The documentary requirements applicable to claiming input tax and notional input tax deductions with regards to the acquisition of fixed property are not that different from the normal rules applicable to claiming input tax. There are however a few additional rules that VAT vendors must be aware of before the deductions are made as the amounts involved are normally quite significant.

Property acquired as a taxable supply

The documentary rules applicable to the acquisition of fixed property from a VAT vendor are quite simple. The VAT vendor making the claim must be in possession of a valid tax invoice issued by the seller. The purchaser must be in possession of the tax invoice at the time that the VAT return in which the deduction is made, is submitted.

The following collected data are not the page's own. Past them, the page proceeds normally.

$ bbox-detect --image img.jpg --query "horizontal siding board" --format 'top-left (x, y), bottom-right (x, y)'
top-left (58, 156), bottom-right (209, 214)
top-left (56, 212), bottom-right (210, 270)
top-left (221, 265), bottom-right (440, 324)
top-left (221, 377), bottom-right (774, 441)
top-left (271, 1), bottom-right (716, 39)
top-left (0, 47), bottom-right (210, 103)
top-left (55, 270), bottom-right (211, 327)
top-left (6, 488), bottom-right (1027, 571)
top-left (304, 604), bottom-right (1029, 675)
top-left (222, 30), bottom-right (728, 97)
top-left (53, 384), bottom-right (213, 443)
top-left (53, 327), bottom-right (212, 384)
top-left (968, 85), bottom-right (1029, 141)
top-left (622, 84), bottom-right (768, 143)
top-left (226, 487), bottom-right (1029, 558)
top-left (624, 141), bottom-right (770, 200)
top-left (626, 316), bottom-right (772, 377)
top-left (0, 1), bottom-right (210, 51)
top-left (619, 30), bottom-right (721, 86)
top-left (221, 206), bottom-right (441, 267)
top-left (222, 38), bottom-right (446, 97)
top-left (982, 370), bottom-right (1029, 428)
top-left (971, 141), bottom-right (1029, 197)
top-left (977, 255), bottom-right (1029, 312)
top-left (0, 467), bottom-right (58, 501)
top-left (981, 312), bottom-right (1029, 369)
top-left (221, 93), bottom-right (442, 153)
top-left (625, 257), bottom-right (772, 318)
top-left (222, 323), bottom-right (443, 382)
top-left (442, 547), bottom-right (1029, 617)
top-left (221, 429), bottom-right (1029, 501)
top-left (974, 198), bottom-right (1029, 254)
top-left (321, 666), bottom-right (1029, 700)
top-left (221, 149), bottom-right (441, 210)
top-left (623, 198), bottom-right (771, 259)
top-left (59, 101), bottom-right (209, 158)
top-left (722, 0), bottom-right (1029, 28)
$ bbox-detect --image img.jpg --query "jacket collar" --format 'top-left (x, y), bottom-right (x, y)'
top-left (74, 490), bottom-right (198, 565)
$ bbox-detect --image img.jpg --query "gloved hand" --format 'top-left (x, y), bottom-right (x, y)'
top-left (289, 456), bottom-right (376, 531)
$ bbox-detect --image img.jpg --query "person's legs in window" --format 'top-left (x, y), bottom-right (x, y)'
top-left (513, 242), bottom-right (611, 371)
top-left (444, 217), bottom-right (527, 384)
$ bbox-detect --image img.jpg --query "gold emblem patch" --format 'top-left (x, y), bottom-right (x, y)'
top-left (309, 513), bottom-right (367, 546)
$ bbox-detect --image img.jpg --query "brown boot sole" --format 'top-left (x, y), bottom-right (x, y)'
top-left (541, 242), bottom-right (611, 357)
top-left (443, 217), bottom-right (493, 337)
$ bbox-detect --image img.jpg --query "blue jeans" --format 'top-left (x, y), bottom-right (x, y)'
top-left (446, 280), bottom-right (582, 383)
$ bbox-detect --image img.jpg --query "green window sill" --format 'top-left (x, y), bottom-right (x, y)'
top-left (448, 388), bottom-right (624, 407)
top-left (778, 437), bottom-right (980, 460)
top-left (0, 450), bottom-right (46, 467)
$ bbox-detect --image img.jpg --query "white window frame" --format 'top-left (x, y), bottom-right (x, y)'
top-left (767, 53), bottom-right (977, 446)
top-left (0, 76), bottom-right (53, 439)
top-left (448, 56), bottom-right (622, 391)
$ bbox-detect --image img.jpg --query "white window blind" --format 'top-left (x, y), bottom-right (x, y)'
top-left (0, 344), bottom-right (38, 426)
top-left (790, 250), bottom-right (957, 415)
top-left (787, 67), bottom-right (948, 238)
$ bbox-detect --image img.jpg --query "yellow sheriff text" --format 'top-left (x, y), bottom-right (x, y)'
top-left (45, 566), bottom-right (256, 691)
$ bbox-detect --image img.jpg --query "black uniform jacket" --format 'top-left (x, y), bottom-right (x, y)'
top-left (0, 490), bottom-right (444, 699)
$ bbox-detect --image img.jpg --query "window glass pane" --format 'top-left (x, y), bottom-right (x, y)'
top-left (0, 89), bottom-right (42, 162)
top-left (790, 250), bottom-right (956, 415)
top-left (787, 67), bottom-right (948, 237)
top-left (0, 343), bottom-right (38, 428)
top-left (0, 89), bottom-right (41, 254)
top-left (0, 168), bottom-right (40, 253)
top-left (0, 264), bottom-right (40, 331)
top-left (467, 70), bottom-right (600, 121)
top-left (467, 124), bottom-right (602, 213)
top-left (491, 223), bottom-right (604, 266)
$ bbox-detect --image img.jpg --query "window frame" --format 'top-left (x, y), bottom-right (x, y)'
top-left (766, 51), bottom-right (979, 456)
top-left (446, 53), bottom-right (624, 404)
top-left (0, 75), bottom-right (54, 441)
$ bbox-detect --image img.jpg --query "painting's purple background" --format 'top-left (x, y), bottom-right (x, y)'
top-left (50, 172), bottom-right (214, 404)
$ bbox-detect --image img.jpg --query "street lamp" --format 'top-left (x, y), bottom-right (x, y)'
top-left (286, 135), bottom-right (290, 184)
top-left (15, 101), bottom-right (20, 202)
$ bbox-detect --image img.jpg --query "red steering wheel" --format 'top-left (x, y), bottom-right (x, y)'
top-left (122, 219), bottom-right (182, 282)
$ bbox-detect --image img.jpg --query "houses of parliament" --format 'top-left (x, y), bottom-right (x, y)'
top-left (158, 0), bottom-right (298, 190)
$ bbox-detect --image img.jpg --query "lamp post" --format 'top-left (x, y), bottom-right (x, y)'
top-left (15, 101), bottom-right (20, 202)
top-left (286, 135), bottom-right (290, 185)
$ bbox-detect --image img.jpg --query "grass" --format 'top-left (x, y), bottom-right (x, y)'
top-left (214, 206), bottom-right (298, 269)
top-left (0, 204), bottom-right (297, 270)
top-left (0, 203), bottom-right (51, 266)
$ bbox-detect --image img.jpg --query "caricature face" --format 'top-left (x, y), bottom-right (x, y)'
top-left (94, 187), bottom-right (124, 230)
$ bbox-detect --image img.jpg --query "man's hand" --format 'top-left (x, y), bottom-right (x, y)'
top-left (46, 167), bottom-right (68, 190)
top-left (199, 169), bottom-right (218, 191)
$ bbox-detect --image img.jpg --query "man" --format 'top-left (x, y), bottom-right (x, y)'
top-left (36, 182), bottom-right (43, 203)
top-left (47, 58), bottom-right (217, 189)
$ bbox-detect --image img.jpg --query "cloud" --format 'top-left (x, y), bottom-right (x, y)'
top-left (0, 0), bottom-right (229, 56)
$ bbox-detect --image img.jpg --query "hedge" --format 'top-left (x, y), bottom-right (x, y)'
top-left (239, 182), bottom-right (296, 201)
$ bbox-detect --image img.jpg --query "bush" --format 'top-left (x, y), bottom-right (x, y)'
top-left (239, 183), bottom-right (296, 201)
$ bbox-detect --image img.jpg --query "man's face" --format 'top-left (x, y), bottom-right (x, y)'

The good news is that there is no requirement that the input tax deduction may only be claimed once the property has been registered in a deeds registry in the name of the purchaser, but …

The notional input tax deduction may only be made to the extent that the purchase consideration has been settled in a tax period. The input tax deduction must accordingly be claimed on the payments basis.

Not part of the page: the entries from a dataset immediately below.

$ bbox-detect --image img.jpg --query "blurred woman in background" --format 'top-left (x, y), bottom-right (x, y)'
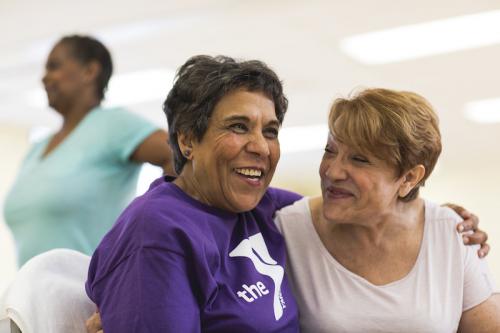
top-left (3, 35), bottom-right (174, 265)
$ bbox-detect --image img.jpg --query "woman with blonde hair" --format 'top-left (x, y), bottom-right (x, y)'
top-left (276, 88), bottom-right (499, 332)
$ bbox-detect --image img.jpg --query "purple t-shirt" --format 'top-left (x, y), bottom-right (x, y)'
top-left (86, 176), bottom-right (302, 332)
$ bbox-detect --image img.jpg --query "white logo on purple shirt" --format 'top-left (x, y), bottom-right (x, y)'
top-left (229, 233), bottom-right (285, 320)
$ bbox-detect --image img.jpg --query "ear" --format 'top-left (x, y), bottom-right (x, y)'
top-left (177, 131), bottom-right (194, 160)
top-left (83, 61), bottom-right (101, 84)
top-left (398, 164), bottom-right (425, 198)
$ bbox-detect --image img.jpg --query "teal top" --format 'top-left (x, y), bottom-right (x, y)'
top-left (3, 106), bottom-right (158, 265)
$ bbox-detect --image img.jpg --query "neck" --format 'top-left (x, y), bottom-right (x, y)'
top-left (318, 198), bottom-right (424, 249)
top-left (173, 168), bottom-right (212, 207)
top-left (57, 93), bottom-right (100, 132)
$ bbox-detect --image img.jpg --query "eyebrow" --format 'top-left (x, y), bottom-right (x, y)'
top-left (223, 115), bottom-right (280, 127)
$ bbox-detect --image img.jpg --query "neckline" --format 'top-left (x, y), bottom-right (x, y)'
top-left (38, 106), bottom-right (100, 162)
top-left (305, 198), bottom-right (429, 288)
top-left (165, 177), bottom-right (239, 219)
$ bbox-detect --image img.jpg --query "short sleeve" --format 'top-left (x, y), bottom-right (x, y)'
top-left (87, 247), bottom-right (201, 333)
top-left (97, 108), bottom-right (159, 163)
top-left (463, 244), bottom-right (497, 311)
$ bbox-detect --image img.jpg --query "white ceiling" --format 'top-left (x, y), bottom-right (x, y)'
top-left (1, 0), bottom-right (500, 176)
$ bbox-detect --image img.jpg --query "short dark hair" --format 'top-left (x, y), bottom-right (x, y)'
top-left (58, 35), bottom-right (113, 101)
top-left (163, 55), bottom-right (288, 174)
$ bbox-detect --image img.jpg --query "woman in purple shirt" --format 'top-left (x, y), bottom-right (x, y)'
top-left (86, 55), bottom-right (302, 332)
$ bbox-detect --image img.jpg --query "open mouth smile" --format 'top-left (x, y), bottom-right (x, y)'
top-left (235, 168), bottom-right (263, 178)
top-left (234, 168), bottom-right (266, 186)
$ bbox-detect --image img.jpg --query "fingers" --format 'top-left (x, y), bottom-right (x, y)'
top-left (456, 214), bottom-right (479, 233)
top-left (444, 203), bottom-right (469, 218)
top-left (462, 230), bottom-right (489, 258)
top-left (478, 243), bottom-right (490, 258)
top-left (463, 229), bottom-right (488, 244)
top-left (86, 311), bottom-right (102, 333)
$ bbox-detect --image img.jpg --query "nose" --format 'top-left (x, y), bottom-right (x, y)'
top-left (246, 131), bottom-right (270, 157)
top-left (42, 70), bottom-right (49, 86)
top-left (323, 156), bottom-right (348, 181)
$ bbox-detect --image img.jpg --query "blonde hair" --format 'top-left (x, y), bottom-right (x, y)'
top-left (329, 88), bottom-right (441, 201)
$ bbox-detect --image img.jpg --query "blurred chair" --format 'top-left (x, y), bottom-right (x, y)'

Property acquired from non-VAT vendors

Special rules apply to properties falling into this category. Essentially no input tax deduction may be made before the property has been registered in the name of the purchaser and only to the extent that the purchase consideration has been settled in a specific tax period.

But is does not end there …

The person making the deduction must obtain and retain a declaration from the seller that the sale is not subject to VAT in a form prescribed by the Commissioner. The form that must be obtained and retained is the VAT264 which is available on the SARS website. The fact that the agreement of sale may indicate that the sale is not subject to VAT does not comply with this requirement as it is not in the form prescribed by the Commissioner.

But that is still not the end …

The purchaser must maintain a whole host of records when claiming a notional input tax deduction. From the records SARS must be able to establish and verify the identity of the seller, the address of the seller, the date on which the goods were acquired, a description of the goods, the quantity or volume of the goods, the consideration paid for the goods and proof of payment.

The purchaser must hold these documents when the claim for the notional input tax deduction is submitted. The documentation cannot therefore be obtained after the event.

If the correct documentation is not held at the time that the VAT return is submitted, the input tax deduction claimed will be denied exposing the VAT vendor to the imposition of late payment penalties and interest. In a worst-case scenario it may give rise to the imposition of understatement penalties.

Conclusion

As always, the devil is in the detail! Lack of attention to detail in this critical area of VAT compliance may lead to costly school fees!